Administer intravenous heparin.
Inspect the vascular pedicle for kinks and compression and assess the patency of the anastomosis.
Identification of thrombus requires separation of the vessels at the anastomosis.
Perform embolectomy proximally and distally, using a number 2 or 3 Fogarty catheter.
Administer intra-arterial streptokinase or urokinase at a dose of 50,000-100,000 U as necessary.

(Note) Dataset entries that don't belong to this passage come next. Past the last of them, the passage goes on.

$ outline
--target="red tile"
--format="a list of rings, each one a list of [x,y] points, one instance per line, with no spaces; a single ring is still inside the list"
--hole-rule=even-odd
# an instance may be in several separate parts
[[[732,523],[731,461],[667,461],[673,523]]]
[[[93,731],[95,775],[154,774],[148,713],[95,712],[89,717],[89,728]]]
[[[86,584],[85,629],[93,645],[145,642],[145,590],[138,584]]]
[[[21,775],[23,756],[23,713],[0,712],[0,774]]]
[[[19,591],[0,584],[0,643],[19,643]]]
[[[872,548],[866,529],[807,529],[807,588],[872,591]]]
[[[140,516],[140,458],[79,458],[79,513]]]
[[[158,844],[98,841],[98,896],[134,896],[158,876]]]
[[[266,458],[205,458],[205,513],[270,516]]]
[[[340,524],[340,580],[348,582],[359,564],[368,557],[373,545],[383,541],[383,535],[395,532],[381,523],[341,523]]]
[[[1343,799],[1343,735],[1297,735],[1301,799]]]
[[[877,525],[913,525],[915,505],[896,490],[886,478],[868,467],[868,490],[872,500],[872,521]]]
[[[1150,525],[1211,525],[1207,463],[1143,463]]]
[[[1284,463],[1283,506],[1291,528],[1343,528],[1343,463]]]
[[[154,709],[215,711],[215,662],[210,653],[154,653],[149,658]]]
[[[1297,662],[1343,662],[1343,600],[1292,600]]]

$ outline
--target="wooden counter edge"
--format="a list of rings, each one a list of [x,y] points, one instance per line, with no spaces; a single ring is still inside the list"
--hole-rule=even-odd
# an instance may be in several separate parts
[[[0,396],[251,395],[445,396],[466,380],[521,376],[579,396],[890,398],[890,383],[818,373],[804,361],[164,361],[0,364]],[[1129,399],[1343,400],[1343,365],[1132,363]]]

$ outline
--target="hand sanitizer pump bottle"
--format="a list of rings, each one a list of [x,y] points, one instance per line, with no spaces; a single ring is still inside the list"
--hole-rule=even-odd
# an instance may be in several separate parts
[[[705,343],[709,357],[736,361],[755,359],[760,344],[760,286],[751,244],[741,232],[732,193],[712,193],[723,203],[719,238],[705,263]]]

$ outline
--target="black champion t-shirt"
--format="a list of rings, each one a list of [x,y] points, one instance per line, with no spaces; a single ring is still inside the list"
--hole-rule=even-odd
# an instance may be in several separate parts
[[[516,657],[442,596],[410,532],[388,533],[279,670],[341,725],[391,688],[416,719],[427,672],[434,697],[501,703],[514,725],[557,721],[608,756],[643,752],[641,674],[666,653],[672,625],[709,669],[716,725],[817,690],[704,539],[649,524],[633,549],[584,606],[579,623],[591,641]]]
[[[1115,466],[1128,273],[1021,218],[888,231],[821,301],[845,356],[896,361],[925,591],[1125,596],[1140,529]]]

Following restoration of adequate circulation, inset the flap again and maintain the patient on intravenous heparin or dextran.
Failure to restore adequate circulation requires flap removal.
The use of medicinal leeches, Hirudo medicinalis, has demonstrated value in the treatment of venous congestion.  This option is indicated when arterial inflow is adequate but venous outflow is poor. The mechanism of action depends on the active agent produced by the leeches, hirudin, which is a selective thrombin inhibitor. Apply the leech to the surface of the flap and surround it with a corral of moistened gauze to prevent leech migration. Prophylactic antibiotics are recommended to prevent infection with Aeromonas hydrophila. 
Free tissue transfer represents an adaptable tool within the armamentarium of the plastic surgeon for the coverage of complex tissue defects. Considerable thought must be invested, however, prior to this surgical intervention, including with regard to the nature of the defect, the clinical status of the patient, the technical abilities of the surgeon, the ability of the operating facility to provide adequate postoperative care and flap monitoring, and, most importantly, whether a simpler solution exists that could produce a comparable reconstructive outcome. As the highest rung on the reconstructive ladder, free tissue transfer is an incisive tool that must be used judiciously.